An Empirical Study on Fine-Tuning Large Language Models of Code for Automated Program Repair
Kai Huang,Xiangxin Meng,Jian Zhang,Yang Liu,Wenjie Wang,Shuhao Li,Yuqing Zhang
DOI: https://doi.org/10.1109/ase56229.2023.00181
2024-01-01
Abstract:The advent of large language models (LLMs) has opened up new opportunities for automated program repair (APR). In particular, some recent studies have explored how to leverage large language models of code (LLMCs) for program repair tasks and show promising results. However, most of them adopt the zero/few-shot learning paradigm for APR, which directly use LLMCs to generate the possibly correct code given its surrounding context. Though effective, the repair capabilities of LLMCs based on the fine-tuning paradigm have yet to be extensively explored. Also, it remains unknown whether LLMCs have the potential to repair more complicated bugs (e.g., multi-hunk bugs). To fill the gap, in this work, we conduct a comprehensive study on the program repair capability of LLMCs in the fine-tuning paradigm. We select 5 popular LLMCs with representative pre-training architectures, including CodeBERT, GraphCodeBERT, PLBART, CodeT5, and UniXcoder. We consider 3 typical program repair scenarios (i.e., bugs, vulnerabilities, and errors) involving 3 programming languages (i.e., Java, C/C++, and JavaScript). Notably, we take both single-hunk and multi-hunk bugs/vulnerabilities into account. We then fine-tune them on widely-used datasets and compare them with existing state-of-the-art APR tools.

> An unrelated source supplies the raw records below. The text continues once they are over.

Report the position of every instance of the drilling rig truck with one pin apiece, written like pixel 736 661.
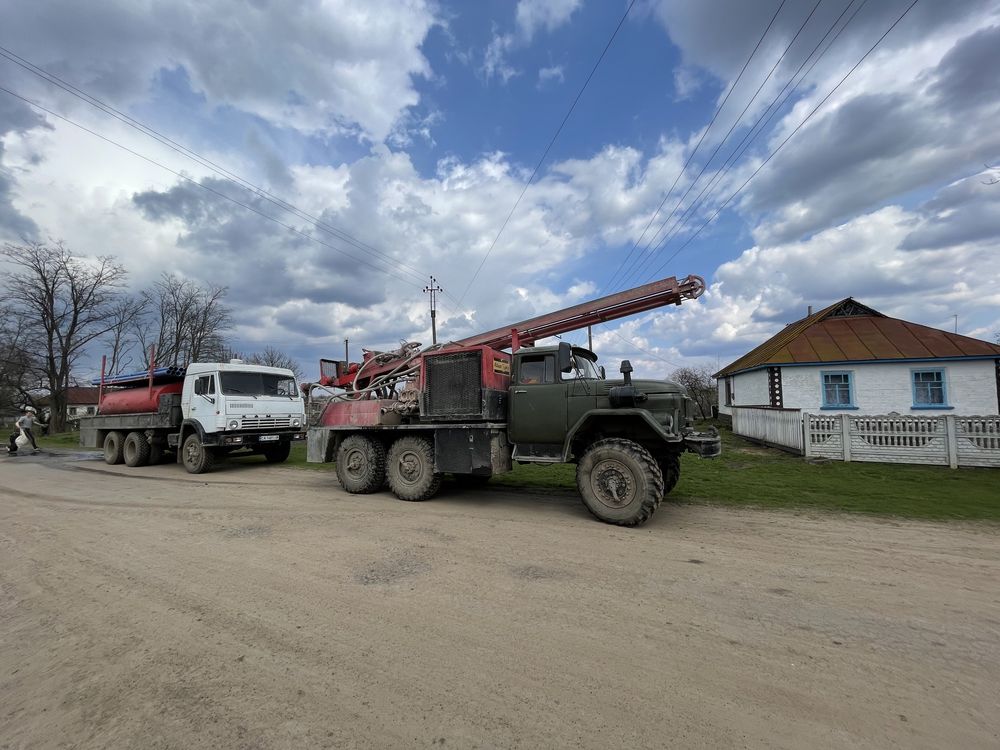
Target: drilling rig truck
pixel 198 413
pixel 404 418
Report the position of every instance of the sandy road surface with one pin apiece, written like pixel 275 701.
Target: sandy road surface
pixel 260 607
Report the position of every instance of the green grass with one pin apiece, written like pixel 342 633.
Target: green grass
pixel 753 476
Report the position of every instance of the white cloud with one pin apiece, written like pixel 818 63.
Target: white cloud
pixel 550 75
pixel 319 66
pixel 549 15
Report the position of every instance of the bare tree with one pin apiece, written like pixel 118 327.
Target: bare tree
pixel 120 342
pixel 183 320
pixel 701 387
pixel 272 357
pixel 65 303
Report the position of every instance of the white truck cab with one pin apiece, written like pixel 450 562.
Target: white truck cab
pixel 235 396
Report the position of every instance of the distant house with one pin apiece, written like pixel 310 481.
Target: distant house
pixel 80 402
pixel 849 358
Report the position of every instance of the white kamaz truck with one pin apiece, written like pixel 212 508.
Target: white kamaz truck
pixel 199 413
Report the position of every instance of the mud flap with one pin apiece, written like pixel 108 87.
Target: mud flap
pixel 706 444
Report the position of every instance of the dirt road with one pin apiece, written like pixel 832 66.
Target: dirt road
pixel 261 607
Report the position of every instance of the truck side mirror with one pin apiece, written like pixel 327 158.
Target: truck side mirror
pixel 564 357
pixel 626 370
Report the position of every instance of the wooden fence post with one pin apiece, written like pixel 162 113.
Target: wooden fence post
pixel 951 440
pixel 845 436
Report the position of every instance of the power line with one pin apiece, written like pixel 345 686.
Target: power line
pixel 691 156
pixel 732 127
pixel 753 132
pixel 205 187
pixel 546 152
pixel 204 161
pixel 789 137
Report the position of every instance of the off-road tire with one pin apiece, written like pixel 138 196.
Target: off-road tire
pixel 275 454
pixel 361 464
pixel 136 449
pixel 619 482
pixel 113 442
pixel 197 459
pixel 410 469
pixel 670 468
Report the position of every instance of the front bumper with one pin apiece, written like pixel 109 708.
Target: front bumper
pixel 252 439
pixel 706 444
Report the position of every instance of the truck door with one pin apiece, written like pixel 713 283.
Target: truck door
pixel 537 401
pixel 202 405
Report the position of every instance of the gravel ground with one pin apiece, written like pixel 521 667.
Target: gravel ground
pixel 261 607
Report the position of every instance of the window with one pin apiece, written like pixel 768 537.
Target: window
pixel 838 390
pixel 537 369
pixel 928 389
pixel 204 386
pixel 256 384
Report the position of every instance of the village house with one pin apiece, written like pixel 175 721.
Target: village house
pixel 851 359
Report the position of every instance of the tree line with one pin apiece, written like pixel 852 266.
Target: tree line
pixel 60 308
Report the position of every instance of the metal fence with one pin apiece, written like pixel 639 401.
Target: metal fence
pixel 781 428
pixel 888 438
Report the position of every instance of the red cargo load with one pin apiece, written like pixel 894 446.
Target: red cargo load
pixel 136 400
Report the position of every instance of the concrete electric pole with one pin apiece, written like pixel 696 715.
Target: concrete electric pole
pixel 433 288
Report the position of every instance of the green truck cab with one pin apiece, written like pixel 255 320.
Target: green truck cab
pixel 625 436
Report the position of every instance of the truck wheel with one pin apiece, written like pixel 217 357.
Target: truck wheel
pixel 619 482
pixel 197 458
pixel 113 448
pixel 136 449
pixel 275 454
pixel 361 465
pixel 670 468
pixel 410 469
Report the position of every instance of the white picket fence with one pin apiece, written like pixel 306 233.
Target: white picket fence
pixel 945 440
pixel 781 428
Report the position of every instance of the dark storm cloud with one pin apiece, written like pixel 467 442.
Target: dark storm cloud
pixel 14 225
pixel 17 117
pixel 261 261
pixel 967 76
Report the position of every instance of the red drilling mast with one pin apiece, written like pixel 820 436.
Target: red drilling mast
pixel 650 296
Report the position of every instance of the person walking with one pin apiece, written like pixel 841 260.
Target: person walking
pixel 24 424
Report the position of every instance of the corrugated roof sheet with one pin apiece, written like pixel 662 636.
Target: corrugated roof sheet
pixel 849 331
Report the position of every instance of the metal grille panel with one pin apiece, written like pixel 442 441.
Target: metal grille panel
pixel 453 384
pixel 258 424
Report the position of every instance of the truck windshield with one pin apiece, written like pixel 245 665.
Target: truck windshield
pixel 257 384
pixel 583 369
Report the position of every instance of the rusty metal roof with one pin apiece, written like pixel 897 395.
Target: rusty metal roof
pixel 848 331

We also investigate the impact of different design choices, which include code abstractions, code representations, and model evaluation metrics. Our experimental results show that LLMCs in the fine-tuning paradigm can significantly outperform previous state-of-the-art APR tools. Through in-depth analysis, we provide insights into choosing appropriate strategies to guide LLMCs for better performance. Lastly, we reveal several limitations of LLMCs for APR and make suggestions for future research on LLMC-based APR.